Eğer desen: Evet bir kitabı yazan makinenin îcadı, o kitabdan yüz def’a daha müşkildir. Fakat o makine, aynı kitabın bir çok nüshalarını yazmasına vasıta olmak cihetiyle, belki bir kolaylık var?
Elcevab: Nakkaş-ı Ezeli, hadsiz kudretiyle nihayetsiz cilve-i Esmâsını her vakit tazelendirmekle, ayrı ayrı şekilde göstermek için, eşyadaki teşahhusları ve husûsi sîmâları öyle bir sûrette halketmiştir ki; hiçbir mektub-u Samedanî ve hiçbir kitab-ı Rabbânî, diğer kitabların aynı aynına olamıyor. Alâküllihal, ayrı ma’naları ifade etmek için, ayrı bir sîması bulunacak.

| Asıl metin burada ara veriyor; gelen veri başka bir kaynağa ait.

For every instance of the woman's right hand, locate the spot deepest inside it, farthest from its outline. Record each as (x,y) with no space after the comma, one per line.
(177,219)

Eğer gözün varsa insanın sîmâsına bak, gör ki; zaman-ı Âdem’den şimdiye kadar, belki ebede kadar, bu küçük sîmâda, âza-yı esasîde ittifak ile beraber, herbir sîma, umum sîmâlara nisbeten, herbirisine karşı birer alâmet-i fârikası var olduğu kat’iyyen sâbittir. Bunun için herbir sîmâ, ayrı bir kitabdır. Yalnız san’atın tanzimi için ayrı bir yazı takımı ve ayrı bir tertib ve te’lif ister. Ve maddelerini hem getirmek, hem yerleştirmek ve hem de vücûda lâzım olan herşeyi dercetmek için, bütün bütün başka bir tezgâh ister.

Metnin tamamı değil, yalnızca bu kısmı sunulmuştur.